4. Light Work class – They typically have less than 50HP (propulsion). They carry manipulators and are made from polymers such as polyethylene rather than conventional alloys. They have a maximum working depth of less than 2000 m.
5. Heavy Work class – They typically have less than 220HP (propulsion) with the ability to carry at least two manipulators. They have a working depth of up to 3500 m.
6. Trenching/Burial – They typically have more than 200hp (propulsion) and not usually greater than 500 HP with an ability to carry a cable laying sled and work at depths up to 6000 m in some cases.

The common types of sensors used in underwater vehicles are as follows:

• Compass (gyrocompass or magnetic) provides estimates of magnetic north.
• Inertial measurement unit (IMU) provides information about the vehicle’s linear acceleration and angular velocity.
• Depth sensor Measures the water pressure and depth.
• Altitude and forward-looking sonar detects the presence of obstacles and distance from the seafloor.
• Doppler velocity log (DVL) estimates of vehicle velocity relative to the seafloor and relative water motion
• Global positioning system (GPS) is a navigation system to locate the vehicle position.
• Acoustic positioning – determines the vehicle position using acoustics.
• Vision systems (cameras) performs tasks such as visual tracking of pipelines, station keeping, visual serving, or image mosaicking.
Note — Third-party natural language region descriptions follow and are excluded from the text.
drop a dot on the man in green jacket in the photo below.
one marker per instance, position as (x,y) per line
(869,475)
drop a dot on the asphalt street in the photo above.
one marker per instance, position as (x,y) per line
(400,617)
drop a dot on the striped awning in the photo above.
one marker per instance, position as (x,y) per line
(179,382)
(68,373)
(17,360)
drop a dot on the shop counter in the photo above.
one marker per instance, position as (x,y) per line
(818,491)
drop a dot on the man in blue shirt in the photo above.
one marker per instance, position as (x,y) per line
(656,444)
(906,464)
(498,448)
Applications of underwater robots

Underwater robots currently play prominent roles in several scientific, commercial, and military tasks. They are increasingly used to relieve the burden on human operators and to improve performance.
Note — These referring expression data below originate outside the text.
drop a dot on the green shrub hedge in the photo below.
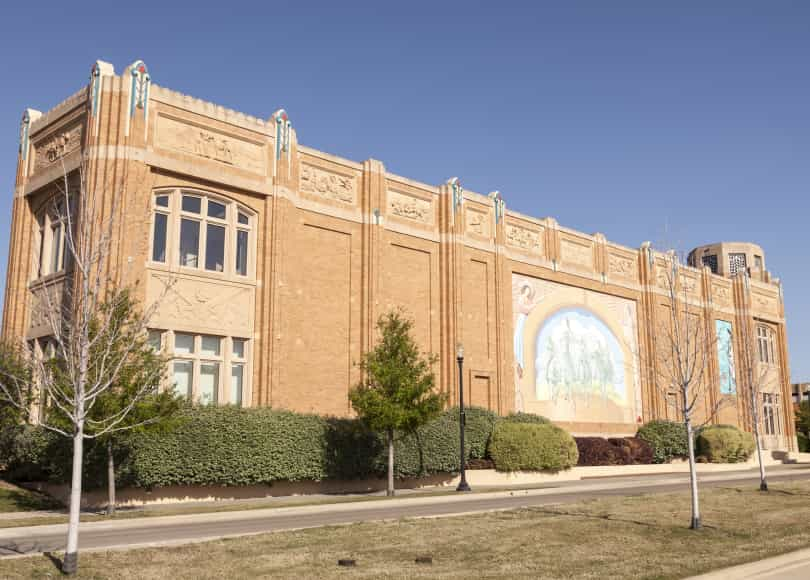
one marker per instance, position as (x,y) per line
(804,442)
(724,444)
(532,447)
(231,446)
(668,440)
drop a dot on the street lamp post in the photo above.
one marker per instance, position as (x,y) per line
(462,419)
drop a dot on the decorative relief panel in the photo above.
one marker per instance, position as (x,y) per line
(576,253)
(478,223)
(764,303)
(524,238)
(410,207)
(57,146)
(721,295)
(622,266)
(44,300)
(209,144)
(327,184)
(204,305)
(689,284)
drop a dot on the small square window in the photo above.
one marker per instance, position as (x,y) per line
(183,343)
(216,210)
(156,339)
(192,204)
(210,345)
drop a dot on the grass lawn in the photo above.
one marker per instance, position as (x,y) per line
(16,499)
(633,537)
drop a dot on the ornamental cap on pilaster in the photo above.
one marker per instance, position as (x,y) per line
(29,116)
(99,70)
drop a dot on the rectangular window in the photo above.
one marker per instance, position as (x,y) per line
(241,252)
(41,262)
(215,248)
(191,204)
(189,242)
(216,210)
(155,339)
(159,238)
(184,343)
(210,345)
(182,372)
(209,382)
(239,347)
(56,247)
(725,357)
(237,381)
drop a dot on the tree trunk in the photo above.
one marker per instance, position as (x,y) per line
(763,483)
(690,441)
(390,491)
(71,562)
(110,480)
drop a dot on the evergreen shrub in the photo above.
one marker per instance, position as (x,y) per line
(724,444)
(667,438)
(532,447)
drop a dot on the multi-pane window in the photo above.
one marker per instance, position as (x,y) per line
(736,263)
(206,369)
(771,409)
(765,344)
(211,234)
(710,260)
(51,244)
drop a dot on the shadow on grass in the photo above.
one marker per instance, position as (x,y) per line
(17,500)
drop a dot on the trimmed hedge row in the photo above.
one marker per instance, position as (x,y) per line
(613,451)
(724,444)
(667,438)
(532,446)
(232,446)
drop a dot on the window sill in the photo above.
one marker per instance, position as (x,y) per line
(201,273)
(47,280)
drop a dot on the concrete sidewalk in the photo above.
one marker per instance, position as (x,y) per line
(791,566)
(176,529)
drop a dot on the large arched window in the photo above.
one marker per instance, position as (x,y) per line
(198,230)
(50,236)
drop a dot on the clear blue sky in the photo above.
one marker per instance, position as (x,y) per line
(627,118)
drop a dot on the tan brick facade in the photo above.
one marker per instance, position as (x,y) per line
(334,243)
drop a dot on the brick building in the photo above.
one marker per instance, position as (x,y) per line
(283,257)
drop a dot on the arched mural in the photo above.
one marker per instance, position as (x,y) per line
(576,356)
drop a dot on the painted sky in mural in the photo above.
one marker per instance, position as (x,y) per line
(575,353)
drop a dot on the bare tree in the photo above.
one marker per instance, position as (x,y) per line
(86,349)
(683,344)
(756,379)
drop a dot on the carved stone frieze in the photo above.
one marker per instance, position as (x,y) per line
(478,223)
(524,238)
(204,304)
(207,143)
(327,184)
(621,266)
(410,207)
(57,146)
(575,253)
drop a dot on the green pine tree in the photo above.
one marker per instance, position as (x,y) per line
(397,391)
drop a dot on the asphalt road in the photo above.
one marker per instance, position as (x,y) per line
(191,528)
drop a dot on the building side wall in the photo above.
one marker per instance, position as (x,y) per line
(336,243)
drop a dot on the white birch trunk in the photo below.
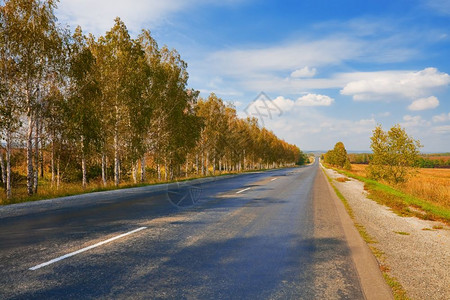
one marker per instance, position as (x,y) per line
(196,163)
(83,164)
(58,174)
(2,166)
(8,166)
(104,169)
(134,171)
(116,159)
(36,157)
(83,170)
(52,163)
(143,168)
(30,154)
(165,170)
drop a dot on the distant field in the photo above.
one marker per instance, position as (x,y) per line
(432,185)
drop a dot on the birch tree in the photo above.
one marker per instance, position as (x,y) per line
(84,98)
Presently, AUVs are used almost exclusively for survey work, but sampling and other intervention tasks are becoming more feasible. The goal is not only for these robotic vehicles to replace human divers or human-occupied vehicles but also to enable an entirely new generation of subsea equipment serviced without intervention by drillships or other heavy-lifting vessels.

The offshore oil and gas industry heavily relies on ROVs for installation, inspection, and servicing of platforms, pipelines, and subsea production facilities. As the search for oil and gas goes deeper, this trend can only continue. Scientific applications for ROVs include survey, inspection, and sampling tasks previously performed by human-occupied submersibles or towed vehicles. Scientific ROVs are now equipped with sophisticated sampling devices for sampling animals, microbes, caustic hydrothermal vent fluids, and various rock samples. Moreover, ROVs are also used to deploy and operate seafloor experiments, which can involve difficult tasks such as drilling and the delicate placement of instruments.
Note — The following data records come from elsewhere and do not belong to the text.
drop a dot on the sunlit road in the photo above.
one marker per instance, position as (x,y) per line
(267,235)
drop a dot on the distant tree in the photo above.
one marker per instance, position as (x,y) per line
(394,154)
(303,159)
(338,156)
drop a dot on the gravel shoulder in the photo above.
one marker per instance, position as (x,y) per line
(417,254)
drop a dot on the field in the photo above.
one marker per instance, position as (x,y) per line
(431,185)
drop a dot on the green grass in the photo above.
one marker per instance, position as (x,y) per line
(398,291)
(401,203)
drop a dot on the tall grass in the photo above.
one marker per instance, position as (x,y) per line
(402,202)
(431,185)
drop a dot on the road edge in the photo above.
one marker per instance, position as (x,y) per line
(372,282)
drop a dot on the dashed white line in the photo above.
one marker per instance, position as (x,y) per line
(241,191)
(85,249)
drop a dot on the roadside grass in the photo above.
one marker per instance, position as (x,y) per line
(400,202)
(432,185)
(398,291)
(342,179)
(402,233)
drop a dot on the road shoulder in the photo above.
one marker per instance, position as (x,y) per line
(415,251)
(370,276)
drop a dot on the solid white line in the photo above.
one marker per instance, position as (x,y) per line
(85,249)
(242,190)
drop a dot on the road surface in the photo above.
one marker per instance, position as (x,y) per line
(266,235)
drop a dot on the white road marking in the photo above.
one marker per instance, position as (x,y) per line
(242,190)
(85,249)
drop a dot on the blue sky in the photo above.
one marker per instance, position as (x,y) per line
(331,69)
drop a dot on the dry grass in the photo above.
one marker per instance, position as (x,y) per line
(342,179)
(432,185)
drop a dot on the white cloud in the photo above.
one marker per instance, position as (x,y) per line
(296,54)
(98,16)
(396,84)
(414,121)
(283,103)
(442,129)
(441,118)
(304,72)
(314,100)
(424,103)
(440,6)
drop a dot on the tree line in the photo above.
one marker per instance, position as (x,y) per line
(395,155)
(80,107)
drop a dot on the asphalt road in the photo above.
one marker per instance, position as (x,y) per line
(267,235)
ROVs have also emerged as powerful tools for investigating underwater shipwrecks and other cultural sites. Applications include forensic investigations of modern shipwrecks to determine the cause of sinking, archaeology, and salvage. Specific mapping tasks include seafloor bathymetry, sonar imaging, magnetic field mapping, hydrothermal vent localization, and photo surveys.

AUVs can improve productivity and data quality compared to towed and tethered systems. They have also operated in environments where no other means of gathering data is possible, such as under ice shelves. Likewise, the increasing availability of sophisticated chemical sensors, biological sensors, and mass spectrometers now allows AUVs to build spatial and temporal maps of environmental features that could previously only be studied by bringing samples back to the laboratory.

The military has always been a leader in the development of underwater robotic capabilities. They pioneered ROVs for tasks such as recovering test weapons and deep-sea salvage.

Many countries operate AUVs for military surveys, gather environmental data, and search for hazards such as mines. The most innovative application includes networks of AUVs that can act as extensions of conventional surface vessels and submarines, enabling surveillance over wide areas for extended periods at costs far less than what could be achieved with conventional surface vessels, submarines, and aircraft.